Muito menos a aventura de um ministro que pretende vender até mesmo a casa da mãe Joana no momento em que a economia nacional está em seu pior momento em razão da política recessiva desastrosa que já estava em curso mesmo antes da crise sanitária.
O compromisso de Guedes e Bolsonaro está associado, visceralmente, ao sistema financeiro e ao capital estrangeiro que eles tentam atrair vendendo até mesmo as joias da coroa, como a Eletrobrás, a preço de banana!
Embarcar nessa aventura resultará, inevitavelmente, em um grande desastre.
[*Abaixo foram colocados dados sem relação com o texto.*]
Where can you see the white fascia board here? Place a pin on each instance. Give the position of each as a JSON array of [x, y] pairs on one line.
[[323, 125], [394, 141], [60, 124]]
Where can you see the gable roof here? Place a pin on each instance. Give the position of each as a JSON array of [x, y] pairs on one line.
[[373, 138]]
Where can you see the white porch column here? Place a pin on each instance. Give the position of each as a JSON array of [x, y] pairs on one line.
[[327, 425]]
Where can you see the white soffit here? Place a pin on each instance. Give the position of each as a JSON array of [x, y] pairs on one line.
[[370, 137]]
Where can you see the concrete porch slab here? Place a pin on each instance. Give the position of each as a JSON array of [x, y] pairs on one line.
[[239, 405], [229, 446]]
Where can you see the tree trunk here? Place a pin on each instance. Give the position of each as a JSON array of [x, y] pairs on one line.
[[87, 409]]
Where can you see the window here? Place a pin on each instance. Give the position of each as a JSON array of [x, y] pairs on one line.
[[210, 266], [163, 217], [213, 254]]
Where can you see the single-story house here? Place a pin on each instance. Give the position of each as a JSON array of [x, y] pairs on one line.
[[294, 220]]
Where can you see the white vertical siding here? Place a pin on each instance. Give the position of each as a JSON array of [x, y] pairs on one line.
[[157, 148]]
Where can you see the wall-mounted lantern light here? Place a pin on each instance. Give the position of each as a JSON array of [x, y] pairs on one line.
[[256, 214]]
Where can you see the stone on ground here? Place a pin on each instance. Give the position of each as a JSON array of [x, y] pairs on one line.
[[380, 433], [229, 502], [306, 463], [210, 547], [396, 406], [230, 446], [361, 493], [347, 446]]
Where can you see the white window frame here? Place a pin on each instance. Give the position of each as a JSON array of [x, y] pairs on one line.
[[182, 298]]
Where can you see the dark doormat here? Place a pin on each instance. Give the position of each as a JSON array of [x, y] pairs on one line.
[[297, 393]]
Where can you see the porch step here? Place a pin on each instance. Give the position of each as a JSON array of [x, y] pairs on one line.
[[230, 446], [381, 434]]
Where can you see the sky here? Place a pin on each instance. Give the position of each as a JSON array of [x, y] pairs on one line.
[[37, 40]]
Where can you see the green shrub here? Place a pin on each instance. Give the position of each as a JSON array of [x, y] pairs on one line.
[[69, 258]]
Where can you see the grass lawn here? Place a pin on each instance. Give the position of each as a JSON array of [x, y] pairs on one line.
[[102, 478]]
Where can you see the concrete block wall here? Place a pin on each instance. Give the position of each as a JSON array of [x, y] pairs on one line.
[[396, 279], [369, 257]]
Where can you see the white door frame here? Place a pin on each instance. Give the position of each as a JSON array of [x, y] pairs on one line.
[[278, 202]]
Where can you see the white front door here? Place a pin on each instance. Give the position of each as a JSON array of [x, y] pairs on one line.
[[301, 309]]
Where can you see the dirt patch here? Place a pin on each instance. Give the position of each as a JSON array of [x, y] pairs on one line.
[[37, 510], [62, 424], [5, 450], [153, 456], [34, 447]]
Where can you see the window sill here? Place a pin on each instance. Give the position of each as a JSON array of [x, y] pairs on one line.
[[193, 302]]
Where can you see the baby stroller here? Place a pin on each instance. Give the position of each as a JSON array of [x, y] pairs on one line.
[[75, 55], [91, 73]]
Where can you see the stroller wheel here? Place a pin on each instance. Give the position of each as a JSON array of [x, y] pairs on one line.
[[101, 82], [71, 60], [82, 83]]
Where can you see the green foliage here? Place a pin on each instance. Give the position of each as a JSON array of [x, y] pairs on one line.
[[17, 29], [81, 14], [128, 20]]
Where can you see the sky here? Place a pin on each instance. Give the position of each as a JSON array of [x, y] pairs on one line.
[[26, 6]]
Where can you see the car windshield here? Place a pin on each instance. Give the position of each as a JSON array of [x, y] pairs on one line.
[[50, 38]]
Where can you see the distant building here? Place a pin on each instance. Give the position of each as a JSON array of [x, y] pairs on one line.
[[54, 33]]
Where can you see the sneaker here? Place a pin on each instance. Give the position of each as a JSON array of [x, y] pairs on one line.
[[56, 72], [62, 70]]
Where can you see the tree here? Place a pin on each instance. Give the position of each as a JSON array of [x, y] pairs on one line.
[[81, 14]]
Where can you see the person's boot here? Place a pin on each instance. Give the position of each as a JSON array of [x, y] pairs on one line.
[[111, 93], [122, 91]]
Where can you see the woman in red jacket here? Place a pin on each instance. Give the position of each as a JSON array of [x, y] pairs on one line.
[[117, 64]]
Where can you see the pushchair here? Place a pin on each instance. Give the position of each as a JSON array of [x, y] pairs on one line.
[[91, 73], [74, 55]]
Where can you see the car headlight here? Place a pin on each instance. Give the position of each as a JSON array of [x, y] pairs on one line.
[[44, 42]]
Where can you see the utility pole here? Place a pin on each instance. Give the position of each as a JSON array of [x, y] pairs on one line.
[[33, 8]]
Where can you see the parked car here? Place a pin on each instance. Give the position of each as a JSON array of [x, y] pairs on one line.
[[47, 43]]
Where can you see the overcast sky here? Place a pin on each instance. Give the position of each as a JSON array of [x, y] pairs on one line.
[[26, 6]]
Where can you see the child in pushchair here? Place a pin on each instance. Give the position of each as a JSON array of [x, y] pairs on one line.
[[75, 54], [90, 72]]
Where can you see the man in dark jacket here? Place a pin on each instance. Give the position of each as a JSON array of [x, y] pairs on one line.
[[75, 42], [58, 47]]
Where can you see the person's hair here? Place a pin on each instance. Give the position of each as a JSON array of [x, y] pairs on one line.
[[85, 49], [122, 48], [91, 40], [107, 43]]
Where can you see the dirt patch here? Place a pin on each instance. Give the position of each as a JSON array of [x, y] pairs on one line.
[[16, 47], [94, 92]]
Um desastre político para o governo e um custo social incalculável para a população residente e os setores produtivos do Distrito Federal, especialmente os pequenos e médios empresários, urbanos e rurais, que dependem desses serviços para o sucesso de seus empreendimentos.
Ainda há tempo para que o governador resgate seu compromisso firmado há dois anos e reforce, perante o povo de Brasília, a convicção de que, na política, vale a pena confiar na palavra de um homem público!
O PCdoB-DF soma-se, nesse momento, a todos os setores da sociedade que se mobilizam e se unem na defesa da CEB pública e contra uma privatização que ameaça o desenvolvimento econômico e social da Capital do país.